The thing that people usually find hardest to reconcile in Christianity is its particularity. A bit of ritual and music, love thy neighbour, a higher power, gratitude and forgiveness, mindfulness – we can all get behind that.
But a God becoming human. That sounds like a cult.
But if you wanted to say, as most people do today, that bodies matter, as much as mind or spirit. If you wanted to say that God is not some remote, uninterested, mechanical, logical astral-computer, but involved in humanity and all its struggles; if you wanted to say that God is not knowledge or power but love – reciprocal, self-giving love – such as is first found between a mother and child; if you understood that to communicate to humans, you need not a set of laws or a rational proof, but a story; if you wanted to bring meaning to suffering, not by removing freedom or adversity, but by enduring through love, and promising redemption in love; if you wanted to show that within humanity, and most especially our relationships, our fragility and the incredible miracle of birth, are the most holy and sacred traces of the divine; and that in the divine can be found what is most precious within our humanity; then how else would you reveal to the world who you are. How else than by this Incarnation; this tiny hidden thing.
Whatever good that comes out of this pandemic will not justify it. There may be yet further stings in the tail. But for all the present darkness, I have seen daily the twinkling light of human kindness.
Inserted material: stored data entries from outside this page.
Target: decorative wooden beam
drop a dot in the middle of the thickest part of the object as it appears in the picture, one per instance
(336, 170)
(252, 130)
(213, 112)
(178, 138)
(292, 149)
Each year we return to Bethlehem, it looks a little different. We may understand the anxiety of the couple a little better this year; their poverty, the difficulty of travel; the quiet of the empty sky, fear and wariness of others; loneliness. The gentle hope of “we’ll meet again” sustained us through March. The melancholic sadness of “have yourself a merry little Christmas” is the sobering reality for this week.
But we are here to greet God with us, God within us. And if we can grasp that God has embraced humanity in order to tell a story of a body given over for love; then perhaps we may find those traces of the divine, the twinkling lights of heaven; in those we love: from those we have sought this year to protect, to this broad new generation which are even now coming into the world, just as he did. Tiny. Hidden. Amen.